JUNI 1914 besuchte der österreichische Thronfolger Erzherzog
Franz Ferdinand Sarajewo, die Hauptstadt von Bosnien, damals eine
österreichische Provinz.
Drei
junge serbische Bewohner Bosniens hatten sich entschlossen, ihn zu ermorden, um
den Anschluss von Bosnien an Serbien zu erreichen. Sie warfen Bomben auf den
Wagen des Erzherzogs. Allen drei gelang es nicht, ihm Leid anzutun.
Danach
ging einer der Mörder, Gavrilo Prinzip, ziellos umher, als er zufällig wieder
auf sein Opfer traf. Der Wagen des Erzherzogs hatte eine falsche Wende gemacht.

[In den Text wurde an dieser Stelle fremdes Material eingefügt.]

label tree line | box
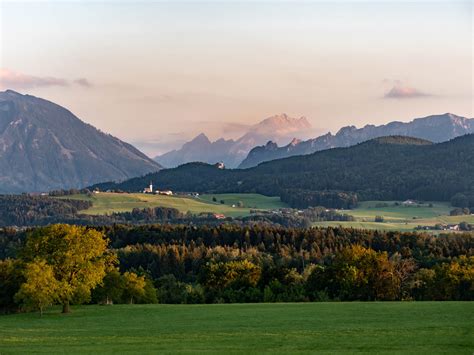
[0,225,474,312]
[0,195,354,227]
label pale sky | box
[0,0,474,155]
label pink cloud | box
[0,69,68,89]
[74,78,92,88]
[384,82,430,99]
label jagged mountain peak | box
[239,113,474,168]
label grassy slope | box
[315,201,474,231]
[62,192,284,217]
[0,302,474,354]
[199,194,288,210]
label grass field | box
[0,302,474,354]
[315,201,474,231]
[61,192,285,217]
[199,194,288,210]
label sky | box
[0,0,474,156]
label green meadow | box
[0,302,474,354]
[314,201,474,231]
[61,192,474,231]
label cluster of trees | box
[243,206,355,228]
[0,225,474,312]
[280,189,358,209]
[0,195,92,226]
[90,135,474,207]
[451,195,474,213]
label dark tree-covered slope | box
[91,135,474,207]
[239,113,474,169]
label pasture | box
[61,192,285,217]
[0,302,474,354]
[314,201,474,231]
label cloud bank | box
[384,83,430,99]
[0,68,92,90]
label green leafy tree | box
[15,259,59,316]
[0,259,25,313]
[93,269,126,304]
[21,224,116,313]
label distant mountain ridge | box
[0,90,161,193]
[154,114,311,168]
[90,134,474,208]
[239,113,474,169]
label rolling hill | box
[90,134,474,208]
[0,90,161,193]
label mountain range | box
[90,134,474,208]
[0,90,161,193]
[238,113,474,169]
[155,114,311,168]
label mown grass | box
[61,192,285,217]
[314,201,474,231]
[199,194,288,210]
[0,302,474,354]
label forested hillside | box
[0,225,474,311]
[93,135,474,208]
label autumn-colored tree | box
[15,259,59,316]
[306,245,400,301]
[21,224,116,313]
[201,260,261,289]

Der Fahrer versuchte zurück zu fahren, der Wagen blieb stehen und Princip
erschoss den Herzog.
Dies war
„der Schuss, der rund um die ganze Welt gehört wurde“. Dieser kleine Vorfall
führte zum 1.Weltkrieg, der auch zum 2. Weltkrieg mit zusammen einigen 100
Millionen Toten, zum Bolschewismus, Faschismus und Nazismus und Holocaust
führte. Doch während die Namen von Lenin, Stalin und Hitler jahrhundertelang in
Erinnerung bleiben, ist der Name
von Gavrilo Princip, der bedeutendsten Person des 20. Jahrhundert längst
vergessen worden.
(Da er
erst 19 Jahre alt war, erlaubte das österreichische Gesetz nicht, dass er mit
der Todesstrafe verurteilt wurde. Er wurde ins Gefängnis geschickt, wo er mit
einer nicht erkannten Tuberkulose mitten im 1. Weltkrieg starb.
Aus
einigen Gründen erinnert mich diese unbedeutende Person, die Geschichte machte,
an einen unbedeutenden jungen Israeli, mit Namen Elor Azaria, dessen Tat die
Geschichte des Staates Israel
verändern könnte.
DIE
FAKTEN des Falles sind ganz eindeutig.
Zwei
junge Palästinenser griffen einen israelischen Soldaten mit einem Messer in Tel
Rumeida an, einer Siedlung extremistischer Juden mitten in Hebron. Der Soldat
war leicht verletzt. Die Angreifer wurden angeschossen, einer starb sofort, der
andere wurde ernsthaft verletzt und lag blutend auf dem Boden.
Was als
nächstes geschah, wurde von einem einheimischen Palästinenser mit einer der
vielen von B’tselem, der israelischen Menschenrechtsorganisation, der lokalen
Bevölkerung verteilten Kameras,
fotografiert.
Die
Mannschaft eines israelischen Ambulanzwagen behandelte den verletzten Soldaten
und ignorierte den tödlich verletzten Araber, der auf dem Boden lag. Mehrere
israelische Soldaten standen herum; auch sie ignorierten den Palästinenser. Etwa
10 Minuten später erschien der Unteroffizier Elor Azaria, ein Sanitäter, auf der
Bildfläche, näherte sich dem verletzten Palästinenser und schoss ihm aus
nächster Nähe in den Kopf und tötete ihn.
Nach den
Augenzeugen erklärte Azaria, dass „der Terrorist sterben
muss“. Später auf den Rat
seiner Phalanx von Rechtsanwälten, behauptete Azaria, dass er fürchtete, der
verletzte Palästinenser hätte einen Sprengstoffkörper an seinem Körper und war
dabei, die herumstehenden Soldaten zu töten – eine Behauptung, die eindeutig von
den Bildern widerlegt wurde, da die nahe stehenden Soldaten zeigten, wie sie
offensichtlich unbekümmert waren. Dann gab es ein mysteriöses Messer, das nicht
von Anfang an auf dem Foto zu sehen war, aber am Ende in der Nähe des Körpers
lag.
Der Film
wurde in den sozialen Medien weit verbreitet und konnte nicht ignoriert werden.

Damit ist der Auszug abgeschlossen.